Corn and Potato Chowder

Vegan Corn and Potato Chowder | #VeggieAngie

The weather is sunny and beautiful today! The hubby and I went for a 3 mile run along our nearby greenway and came home to a warm bowl of homemade Corn and Potato Chowder. I’d been meaning to veganize this Roasted Corn and Yellow Tomato Chowder from Sweet Fine Day, and we finally got around to it. I didn’t use yellow tomatoes in my recipe because our local grocery store only carries the mini ones, and they are too expensive. The soup still came out delicious and will definitely be a new go-to recipe for weeknight dinners!

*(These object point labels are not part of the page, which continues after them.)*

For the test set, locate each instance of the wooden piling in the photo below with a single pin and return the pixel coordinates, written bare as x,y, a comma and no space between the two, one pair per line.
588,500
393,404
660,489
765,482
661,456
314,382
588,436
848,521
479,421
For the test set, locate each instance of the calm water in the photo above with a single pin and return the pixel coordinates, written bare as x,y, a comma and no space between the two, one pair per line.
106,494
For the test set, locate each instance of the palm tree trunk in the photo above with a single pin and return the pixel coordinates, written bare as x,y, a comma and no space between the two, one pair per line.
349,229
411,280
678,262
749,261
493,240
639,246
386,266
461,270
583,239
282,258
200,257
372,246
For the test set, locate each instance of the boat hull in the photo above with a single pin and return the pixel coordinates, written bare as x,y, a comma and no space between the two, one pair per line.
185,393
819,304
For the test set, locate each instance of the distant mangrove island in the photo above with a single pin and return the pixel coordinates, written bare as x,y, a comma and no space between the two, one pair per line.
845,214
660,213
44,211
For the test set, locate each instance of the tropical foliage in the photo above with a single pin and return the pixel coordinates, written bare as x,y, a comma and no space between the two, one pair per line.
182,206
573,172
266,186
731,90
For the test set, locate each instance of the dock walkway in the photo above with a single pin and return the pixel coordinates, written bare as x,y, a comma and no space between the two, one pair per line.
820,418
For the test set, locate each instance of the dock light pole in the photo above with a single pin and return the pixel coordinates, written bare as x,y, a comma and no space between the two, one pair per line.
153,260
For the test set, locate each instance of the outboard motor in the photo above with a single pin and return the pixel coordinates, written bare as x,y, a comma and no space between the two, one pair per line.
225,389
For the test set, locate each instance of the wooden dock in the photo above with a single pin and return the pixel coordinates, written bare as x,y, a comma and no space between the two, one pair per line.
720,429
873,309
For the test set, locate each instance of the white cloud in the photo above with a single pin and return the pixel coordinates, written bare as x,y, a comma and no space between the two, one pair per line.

Vegan Corn and Potato Chowder | #VeggieAngie

Corn and Potato Chowder (serves 4-6)

Ingredients:
4 ears fresh corn
1 tbsp olive oil
1/2 red onion, finely diced
3-4 stalks celery, diced
3 cups vegetable broth (I use Knorr Homestyle Vegetable Stock)
2 russet potatoes, peeled and cut into cubes
1 cup coconut milk
2 tbsp cornstarch
1 tsp italian seasoning
salt and pepper to taste

Directions:
Remove husks and boil the corn, covered, in a large soup pot until tender – about 5 minutes. Strain the cobs and rinse with cold water to cool them. Slice the corn kernels off the cobs and set them aside. Heat olive oil in the same soup pot on medium heat. Cook the diced red onion and celery for about 4 minutes. Add the corn and cook for an additional 3-4 minutes. Pour in the vegetable broth and potatoes and simmer until the potatoes are cooked, approximately 10 minutes. (Note: I microwaved my potato cubes for one minute to decrease cook time). Dissolve the cornstarch into the coconut milk before stirring it into the pot. This is very important or you will have a difficult time having your cornstarch dissolve in the pot. Season with italian seasoning, and salt and pepper to taste. Serve with freshly baked ciabatta, focaccia or my Homemade Rosemary Bread.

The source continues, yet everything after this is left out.